Irvin Cobb describes the first moments of the Canyon mule-ride in his droll fashion:

“The thought comes to you that, after all, it is a very bright and beautiful world you are leaving behind. You turn your head to give it a long, lingering farewell, and try to put your mind on something cheerful — such as your life insurance.”9

Cobb’s description of Bright Angel Trail is excellent:

“Imagine a trail that winds like a snake and climbs like a goat and soars like a bird, and finally bores like a worm and is gone . . .”io

Two choice spots on the South Rim afford superb views of portions of the trail. Perhaps those planning for the first time to hike down Bright Angel, or later to come back up, should not seek out these particular Rim views until their inner Canyon experience is over. What one sees is almost too revealing — too discouraging.

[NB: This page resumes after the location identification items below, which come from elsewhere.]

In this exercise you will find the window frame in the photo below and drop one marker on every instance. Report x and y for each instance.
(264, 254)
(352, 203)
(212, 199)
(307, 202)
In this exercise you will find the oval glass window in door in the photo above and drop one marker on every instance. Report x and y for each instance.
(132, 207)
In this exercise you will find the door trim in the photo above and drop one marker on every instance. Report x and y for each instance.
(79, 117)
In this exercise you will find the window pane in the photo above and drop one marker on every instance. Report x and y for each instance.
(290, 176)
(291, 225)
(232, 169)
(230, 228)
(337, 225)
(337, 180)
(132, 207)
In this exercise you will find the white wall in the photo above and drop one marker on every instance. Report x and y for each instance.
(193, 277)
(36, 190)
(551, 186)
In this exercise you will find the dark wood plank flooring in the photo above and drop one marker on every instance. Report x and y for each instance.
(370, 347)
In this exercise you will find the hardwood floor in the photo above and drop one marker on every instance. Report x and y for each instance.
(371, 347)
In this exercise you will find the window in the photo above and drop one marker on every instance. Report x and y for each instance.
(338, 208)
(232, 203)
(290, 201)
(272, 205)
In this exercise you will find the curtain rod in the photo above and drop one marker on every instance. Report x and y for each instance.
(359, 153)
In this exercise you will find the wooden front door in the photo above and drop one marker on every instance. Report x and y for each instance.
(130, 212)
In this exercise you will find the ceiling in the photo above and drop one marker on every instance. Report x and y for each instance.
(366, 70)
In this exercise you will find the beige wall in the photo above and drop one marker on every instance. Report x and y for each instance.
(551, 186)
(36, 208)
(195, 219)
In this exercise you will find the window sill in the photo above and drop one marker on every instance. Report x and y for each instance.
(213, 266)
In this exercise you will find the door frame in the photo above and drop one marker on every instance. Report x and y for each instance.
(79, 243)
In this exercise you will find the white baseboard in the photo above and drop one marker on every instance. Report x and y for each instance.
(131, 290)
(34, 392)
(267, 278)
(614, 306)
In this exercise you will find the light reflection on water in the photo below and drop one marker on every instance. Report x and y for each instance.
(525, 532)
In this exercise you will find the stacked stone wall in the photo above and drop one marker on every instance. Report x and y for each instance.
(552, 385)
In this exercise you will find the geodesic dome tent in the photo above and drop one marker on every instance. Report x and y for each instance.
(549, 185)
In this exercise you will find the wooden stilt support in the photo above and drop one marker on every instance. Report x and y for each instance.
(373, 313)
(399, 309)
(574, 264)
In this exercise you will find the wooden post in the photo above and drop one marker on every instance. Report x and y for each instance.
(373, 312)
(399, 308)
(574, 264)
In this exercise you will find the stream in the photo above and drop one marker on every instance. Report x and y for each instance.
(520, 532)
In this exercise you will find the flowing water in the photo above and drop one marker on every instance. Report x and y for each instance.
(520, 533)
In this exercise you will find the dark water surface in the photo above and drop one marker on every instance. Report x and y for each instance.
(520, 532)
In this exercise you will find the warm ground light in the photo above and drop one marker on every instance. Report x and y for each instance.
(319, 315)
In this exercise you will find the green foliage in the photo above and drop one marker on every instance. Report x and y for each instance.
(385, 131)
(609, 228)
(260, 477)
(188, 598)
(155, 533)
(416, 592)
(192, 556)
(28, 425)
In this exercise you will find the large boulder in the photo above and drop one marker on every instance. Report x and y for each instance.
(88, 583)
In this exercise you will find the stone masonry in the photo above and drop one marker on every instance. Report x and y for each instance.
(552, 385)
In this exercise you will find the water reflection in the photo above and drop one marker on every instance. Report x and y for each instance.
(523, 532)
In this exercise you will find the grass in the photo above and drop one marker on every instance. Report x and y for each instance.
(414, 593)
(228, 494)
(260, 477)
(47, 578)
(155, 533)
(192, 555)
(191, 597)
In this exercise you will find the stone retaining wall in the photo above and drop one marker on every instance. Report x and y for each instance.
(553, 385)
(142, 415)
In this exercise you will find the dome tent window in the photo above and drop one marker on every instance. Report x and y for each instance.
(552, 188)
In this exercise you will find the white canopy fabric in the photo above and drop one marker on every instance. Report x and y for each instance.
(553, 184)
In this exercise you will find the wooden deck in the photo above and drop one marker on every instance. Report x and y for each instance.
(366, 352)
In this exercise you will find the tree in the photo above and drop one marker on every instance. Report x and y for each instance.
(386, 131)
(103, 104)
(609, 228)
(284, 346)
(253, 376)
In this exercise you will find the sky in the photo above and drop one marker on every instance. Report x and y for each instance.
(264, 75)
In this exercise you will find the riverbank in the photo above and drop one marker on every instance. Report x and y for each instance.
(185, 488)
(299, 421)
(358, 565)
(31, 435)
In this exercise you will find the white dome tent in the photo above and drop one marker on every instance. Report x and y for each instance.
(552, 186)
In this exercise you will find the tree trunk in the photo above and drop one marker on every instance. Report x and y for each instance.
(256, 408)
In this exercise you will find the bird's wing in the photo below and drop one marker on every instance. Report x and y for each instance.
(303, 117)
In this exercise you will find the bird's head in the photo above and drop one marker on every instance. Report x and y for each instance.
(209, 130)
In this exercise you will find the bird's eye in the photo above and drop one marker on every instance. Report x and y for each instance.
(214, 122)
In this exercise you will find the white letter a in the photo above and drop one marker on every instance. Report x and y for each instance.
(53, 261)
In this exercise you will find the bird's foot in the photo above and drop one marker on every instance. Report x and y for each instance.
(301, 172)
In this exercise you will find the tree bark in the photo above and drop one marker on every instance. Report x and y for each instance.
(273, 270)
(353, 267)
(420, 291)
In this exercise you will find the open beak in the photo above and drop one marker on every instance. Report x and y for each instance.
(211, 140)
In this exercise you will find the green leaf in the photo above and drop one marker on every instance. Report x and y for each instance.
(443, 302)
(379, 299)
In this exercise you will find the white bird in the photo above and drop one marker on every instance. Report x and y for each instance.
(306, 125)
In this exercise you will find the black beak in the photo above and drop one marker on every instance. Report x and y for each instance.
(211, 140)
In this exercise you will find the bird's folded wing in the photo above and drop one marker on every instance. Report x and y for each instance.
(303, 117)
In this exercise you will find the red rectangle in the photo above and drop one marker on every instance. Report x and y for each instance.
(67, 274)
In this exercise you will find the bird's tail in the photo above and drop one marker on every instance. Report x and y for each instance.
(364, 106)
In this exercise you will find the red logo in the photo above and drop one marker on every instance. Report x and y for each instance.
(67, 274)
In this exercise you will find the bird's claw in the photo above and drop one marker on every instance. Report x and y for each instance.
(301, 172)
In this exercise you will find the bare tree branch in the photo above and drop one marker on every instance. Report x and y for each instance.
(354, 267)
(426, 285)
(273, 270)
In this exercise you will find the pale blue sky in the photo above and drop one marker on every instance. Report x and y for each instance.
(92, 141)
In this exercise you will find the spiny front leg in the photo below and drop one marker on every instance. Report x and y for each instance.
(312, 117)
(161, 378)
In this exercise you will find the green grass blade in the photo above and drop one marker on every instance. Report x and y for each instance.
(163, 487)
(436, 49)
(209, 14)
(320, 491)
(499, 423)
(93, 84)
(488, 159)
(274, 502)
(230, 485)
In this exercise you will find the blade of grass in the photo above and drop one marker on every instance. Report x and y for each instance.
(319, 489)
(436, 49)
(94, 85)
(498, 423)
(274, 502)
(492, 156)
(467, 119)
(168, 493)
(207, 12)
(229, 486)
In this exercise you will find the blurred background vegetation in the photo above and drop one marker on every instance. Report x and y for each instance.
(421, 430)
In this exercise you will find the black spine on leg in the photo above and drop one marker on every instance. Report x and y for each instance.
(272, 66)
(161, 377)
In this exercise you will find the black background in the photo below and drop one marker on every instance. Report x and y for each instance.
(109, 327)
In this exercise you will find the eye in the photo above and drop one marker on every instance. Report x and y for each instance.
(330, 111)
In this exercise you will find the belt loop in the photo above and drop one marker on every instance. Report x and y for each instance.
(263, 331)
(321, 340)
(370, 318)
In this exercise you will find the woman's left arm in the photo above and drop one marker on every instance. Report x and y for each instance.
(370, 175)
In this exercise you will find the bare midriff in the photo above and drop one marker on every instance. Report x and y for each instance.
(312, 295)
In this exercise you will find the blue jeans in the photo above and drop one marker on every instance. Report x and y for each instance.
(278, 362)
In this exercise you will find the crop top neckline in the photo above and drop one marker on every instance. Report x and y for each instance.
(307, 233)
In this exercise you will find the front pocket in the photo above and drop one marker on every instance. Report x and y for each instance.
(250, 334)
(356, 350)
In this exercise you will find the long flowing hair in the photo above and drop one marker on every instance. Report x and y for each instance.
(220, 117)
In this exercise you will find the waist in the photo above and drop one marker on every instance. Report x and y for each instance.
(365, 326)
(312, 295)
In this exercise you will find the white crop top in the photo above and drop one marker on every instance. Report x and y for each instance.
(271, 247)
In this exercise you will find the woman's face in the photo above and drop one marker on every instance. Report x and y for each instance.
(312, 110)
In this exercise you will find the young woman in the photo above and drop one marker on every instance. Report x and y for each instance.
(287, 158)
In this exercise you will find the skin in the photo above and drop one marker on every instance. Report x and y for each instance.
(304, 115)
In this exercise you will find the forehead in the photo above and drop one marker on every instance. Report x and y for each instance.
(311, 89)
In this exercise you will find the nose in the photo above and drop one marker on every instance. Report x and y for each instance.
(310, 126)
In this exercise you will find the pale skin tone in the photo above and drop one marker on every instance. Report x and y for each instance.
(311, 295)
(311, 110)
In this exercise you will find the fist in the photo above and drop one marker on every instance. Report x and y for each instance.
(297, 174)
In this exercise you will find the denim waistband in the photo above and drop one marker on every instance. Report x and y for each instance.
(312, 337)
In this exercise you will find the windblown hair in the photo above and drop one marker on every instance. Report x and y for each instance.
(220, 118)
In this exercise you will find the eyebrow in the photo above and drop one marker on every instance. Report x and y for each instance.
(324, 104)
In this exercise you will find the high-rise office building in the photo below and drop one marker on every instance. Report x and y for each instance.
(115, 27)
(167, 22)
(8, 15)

One of these view spots is at Grandeur Point, on the short Rim trail, north of the visitor center, and west of Yavapai Museum. The most severe switchbacks are not visible —concealed by great shoulders of rock — but enough of the snakelike serpentine trail does show — all in one instantaneous vertical view — to quicken one’s heart beat just standing there, looking.

The other prime viewpoint is from Trail View I, on West Rim Drive, about half a mile from Bright Angel Lodge. Several times we have taken our 42 power telescope to that point, set it up on a tripod, and spent an afternoon studying the hikers as they climbed the last three miles out to South Rim. This telescope is powerful enough to bring out the rings of Saturn or the moons of Jupiter. Focused on the struggling — and often staggering —hikers, it reveals nearly every aspect of their agonies as they inch upward toward the top. No wonder, when hiking up ourselves, we have had to offer aid in so many instances. People go down Grand Canyon who have no conception of the difficulties required to climb back out!